Artificial intelligence for climate prediction of extremes: State of the art, challenges, and future perspectives
This review aims to overview achievements and challenges in the use of artificial intelligence (AI) techniques to improve the prediction of extremes at the subseasonal to decadal timescale. Extreme events such as heat waves and cold spells, droughts, heavy rain, and storms are particularly challenging to predict accurately due to their rarity and chaotic nature, and because of model limitations. AI techniques have shown great potential to improve the prediction of extreme events and uncover their links to large-scale and local drivers. Machine and deep learning have been explored to enhance prediction, while causal discovery and explainable AI have been tested to improve our understanding of the processes underlying predictability. Hybrid predictions combining AI, which can reveal unknown spatiotemporal connections from data, with climate models that provide the theoretical foundation and interpretability of the physical world, have shown that improving prediction skills of extremes on climate-relevant timescales is possible.

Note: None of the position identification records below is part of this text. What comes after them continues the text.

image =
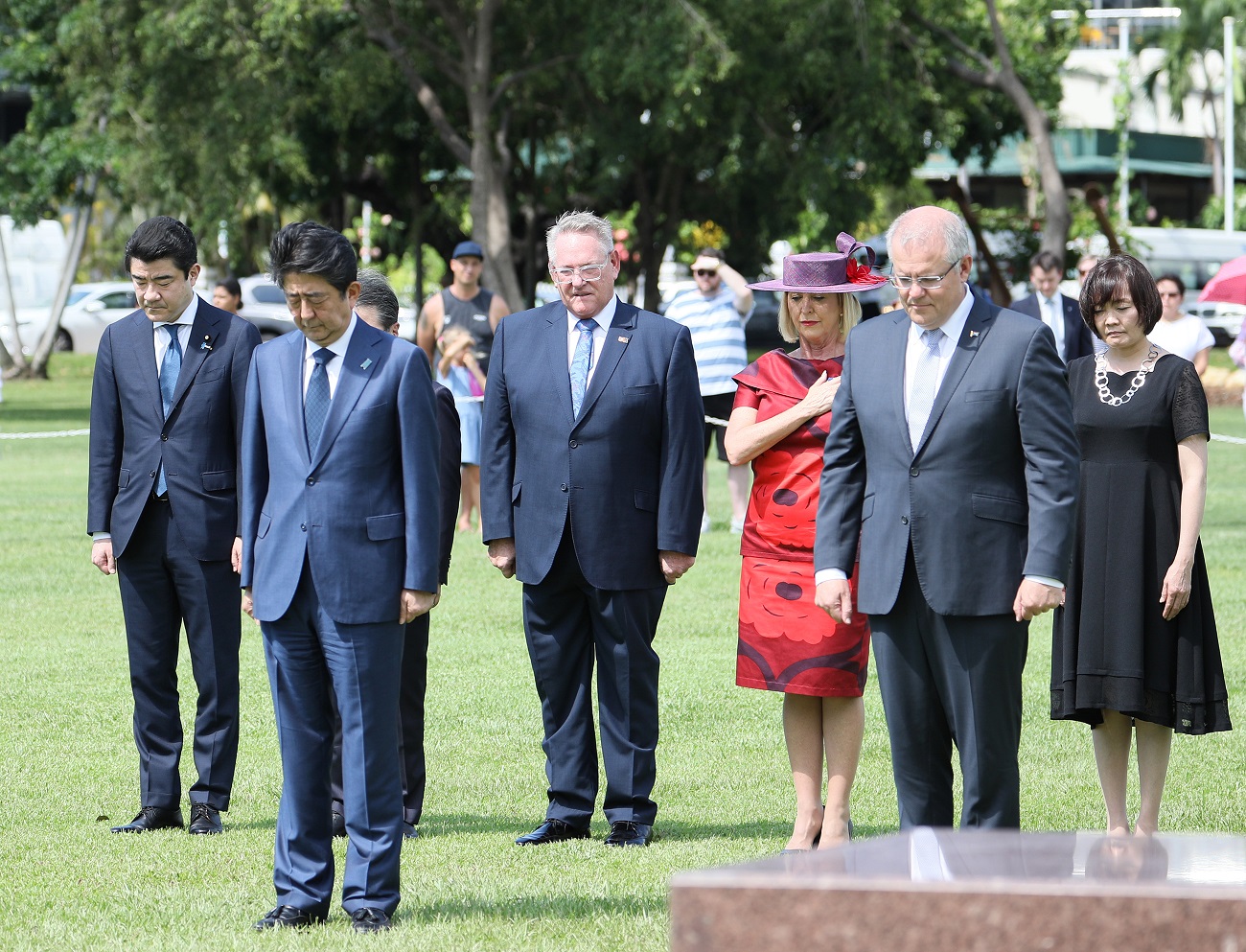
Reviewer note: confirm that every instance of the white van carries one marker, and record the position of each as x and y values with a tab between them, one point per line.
1194	254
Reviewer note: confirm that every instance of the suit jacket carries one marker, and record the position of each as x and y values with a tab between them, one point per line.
989	495
197	444
364	511
627	471
1078	339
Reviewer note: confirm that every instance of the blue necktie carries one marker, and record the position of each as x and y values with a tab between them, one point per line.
921	396
581	362
315	406
170	368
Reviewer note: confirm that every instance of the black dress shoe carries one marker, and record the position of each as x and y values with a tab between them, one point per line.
152	818
369	919
626	832
204	820
552	831
289	917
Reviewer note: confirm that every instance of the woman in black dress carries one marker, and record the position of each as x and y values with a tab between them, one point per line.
1134	645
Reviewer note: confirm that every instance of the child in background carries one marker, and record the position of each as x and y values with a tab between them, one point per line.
457	370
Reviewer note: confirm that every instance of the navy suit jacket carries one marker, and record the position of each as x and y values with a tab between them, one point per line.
628	470
991	493
364	511
1078	339
197	444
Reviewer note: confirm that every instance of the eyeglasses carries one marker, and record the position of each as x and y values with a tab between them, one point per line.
586	271
926	282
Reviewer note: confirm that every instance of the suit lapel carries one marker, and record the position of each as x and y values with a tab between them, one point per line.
362	358
966	348
618	334
556	359
290	365
203	331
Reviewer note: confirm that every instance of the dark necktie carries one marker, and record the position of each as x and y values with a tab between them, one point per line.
170	368
315	406
581	362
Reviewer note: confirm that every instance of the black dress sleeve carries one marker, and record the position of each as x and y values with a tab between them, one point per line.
1188	406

To improve trust in AI-based forecast of extremes, the authors recommend the following “good practices”, including:
- Data, workflows, and analyses should be transparent and easily reproducible across different big-volume datasets. This can technically be achieved by linking open-source software to big climate data platforms, then studies should provide access to the source code, the actual AI model (via appropriate repository, e.g., Github), and exact data used, including preprocessing and postprocessing (on publicly accessible data platforms, e.g., Climate Data Store).
- Studies should use standardized benchmark datasets and multiple skill-metrics. The use of single and/or uncritical skill metrics (e.g., correlation or area under the ROC curve) can easily lead to inflated skill estimates.
- Validation should be described step by step, and preferably multiple cross-validation approaches should be tested, being aware of the possibility of information leakage from train to test data. Ideally, all pre-processing (deseasonalizing, standardizing, etc.) is performed out of sample, though in practice this can be challenging due to lack of independent data samples.